Africa’s first automated microbiology lab has been unveiled in Durban. This cutting edge technology will contribute to reducing health care costs due to quicker and more efficient diagnosis of medical conditions and treatment of patients.
The state of the art diagnostic system is set to revolutionise patient diagnosis in KwaZulu-Natal. And it’s the first of its kind for microbiology in Africa.
The BD Kiestra at the Lancet Laboratories in Durban will enable the testing of different medical samples like urine and blood quicker and in a more standardised manner.

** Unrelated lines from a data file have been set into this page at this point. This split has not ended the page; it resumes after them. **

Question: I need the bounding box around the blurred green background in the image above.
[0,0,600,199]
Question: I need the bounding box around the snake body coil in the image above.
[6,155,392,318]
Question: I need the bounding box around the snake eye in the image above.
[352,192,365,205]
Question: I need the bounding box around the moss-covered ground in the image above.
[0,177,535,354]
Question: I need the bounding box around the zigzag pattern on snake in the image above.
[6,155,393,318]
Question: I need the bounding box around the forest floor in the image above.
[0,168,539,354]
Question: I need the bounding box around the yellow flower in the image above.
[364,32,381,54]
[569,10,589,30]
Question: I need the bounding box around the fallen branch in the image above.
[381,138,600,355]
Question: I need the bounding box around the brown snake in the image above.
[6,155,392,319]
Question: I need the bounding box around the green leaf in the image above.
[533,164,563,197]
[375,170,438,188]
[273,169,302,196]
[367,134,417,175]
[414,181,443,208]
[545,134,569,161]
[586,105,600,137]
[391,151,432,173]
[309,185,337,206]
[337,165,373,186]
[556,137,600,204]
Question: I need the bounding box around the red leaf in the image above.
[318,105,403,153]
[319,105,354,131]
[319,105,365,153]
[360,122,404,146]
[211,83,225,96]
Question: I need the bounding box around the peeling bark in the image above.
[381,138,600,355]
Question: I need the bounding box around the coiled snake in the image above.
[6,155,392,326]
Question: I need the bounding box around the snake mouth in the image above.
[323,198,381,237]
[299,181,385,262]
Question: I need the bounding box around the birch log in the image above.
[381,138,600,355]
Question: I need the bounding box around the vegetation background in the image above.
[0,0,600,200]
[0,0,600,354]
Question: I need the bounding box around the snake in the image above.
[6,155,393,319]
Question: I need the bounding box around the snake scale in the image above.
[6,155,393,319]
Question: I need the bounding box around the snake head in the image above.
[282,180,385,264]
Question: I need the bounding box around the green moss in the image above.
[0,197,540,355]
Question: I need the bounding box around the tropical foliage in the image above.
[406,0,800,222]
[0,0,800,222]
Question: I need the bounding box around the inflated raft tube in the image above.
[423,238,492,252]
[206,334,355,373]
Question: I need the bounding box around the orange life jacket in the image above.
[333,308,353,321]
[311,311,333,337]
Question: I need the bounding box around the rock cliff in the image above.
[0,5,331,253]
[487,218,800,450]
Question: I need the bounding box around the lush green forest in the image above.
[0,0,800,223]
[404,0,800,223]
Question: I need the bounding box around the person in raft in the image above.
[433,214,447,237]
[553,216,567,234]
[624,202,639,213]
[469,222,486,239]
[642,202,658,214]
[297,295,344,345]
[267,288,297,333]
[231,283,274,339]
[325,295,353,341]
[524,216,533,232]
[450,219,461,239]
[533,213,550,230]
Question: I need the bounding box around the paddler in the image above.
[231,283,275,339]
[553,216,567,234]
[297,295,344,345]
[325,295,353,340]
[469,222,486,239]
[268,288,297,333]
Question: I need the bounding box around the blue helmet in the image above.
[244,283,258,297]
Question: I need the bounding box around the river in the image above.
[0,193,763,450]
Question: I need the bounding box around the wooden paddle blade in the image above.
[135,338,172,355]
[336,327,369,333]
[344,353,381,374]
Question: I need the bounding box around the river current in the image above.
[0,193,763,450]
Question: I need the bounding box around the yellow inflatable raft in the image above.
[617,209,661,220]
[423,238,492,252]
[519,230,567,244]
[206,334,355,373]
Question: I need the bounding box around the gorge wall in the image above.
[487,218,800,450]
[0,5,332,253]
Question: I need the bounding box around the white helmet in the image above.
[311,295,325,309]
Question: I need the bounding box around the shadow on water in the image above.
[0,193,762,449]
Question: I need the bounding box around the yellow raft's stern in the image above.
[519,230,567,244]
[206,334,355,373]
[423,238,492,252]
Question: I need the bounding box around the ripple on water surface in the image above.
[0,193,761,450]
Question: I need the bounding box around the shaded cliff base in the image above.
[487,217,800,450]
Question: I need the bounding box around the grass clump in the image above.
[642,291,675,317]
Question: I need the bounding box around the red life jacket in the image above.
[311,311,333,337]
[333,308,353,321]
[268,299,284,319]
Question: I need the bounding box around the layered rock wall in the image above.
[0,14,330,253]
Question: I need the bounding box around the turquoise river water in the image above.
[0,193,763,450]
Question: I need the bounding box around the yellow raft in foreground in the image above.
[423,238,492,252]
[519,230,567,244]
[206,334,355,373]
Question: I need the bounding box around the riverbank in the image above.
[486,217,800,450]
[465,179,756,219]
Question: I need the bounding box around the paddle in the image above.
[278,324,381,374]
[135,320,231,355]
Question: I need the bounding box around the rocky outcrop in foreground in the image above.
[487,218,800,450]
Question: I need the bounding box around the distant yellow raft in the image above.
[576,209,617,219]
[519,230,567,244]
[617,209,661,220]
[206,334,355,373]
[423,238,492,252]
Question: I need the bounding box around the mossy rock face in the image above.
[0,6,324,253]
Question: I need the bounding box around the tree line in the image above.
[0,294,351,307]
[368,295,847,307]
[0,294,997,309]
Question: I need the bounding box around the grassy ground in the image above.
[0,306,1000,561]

General Manager of Becton, Dickinson and Company, the developers of Kiestra, Ian Wakefield, says based on the success of Kiestra in Duban, there are plans to roll it out to Johannesburg and Pretoria soon.
“As a manual method, it’s very time consuming, very laborious and requires a lot of resources to do. What it has done is firstly standardised clinical practice leading to improved quality of results. It’s really setting the tone in terms of the future of microbiology showing that through an automated system you can get better efficiencies. This is just a quote from Dr David Garner a microbiologist in the UK, who says the patients benefit from the accuracy of the results, the reliability of the results and the speed of the result.”
Dr Krishnee Moodley a medical microbiologist at Lancet laboratories says, “By speeding up the results that actually arrive by the patient’s bedside we are giving the doctor appropriate antibiotic choices so he is able to step down from the broader more expensive antibiotics to the narrow spectrum more appropriate for the patient and patients are able to respond quicker and discharged faster.”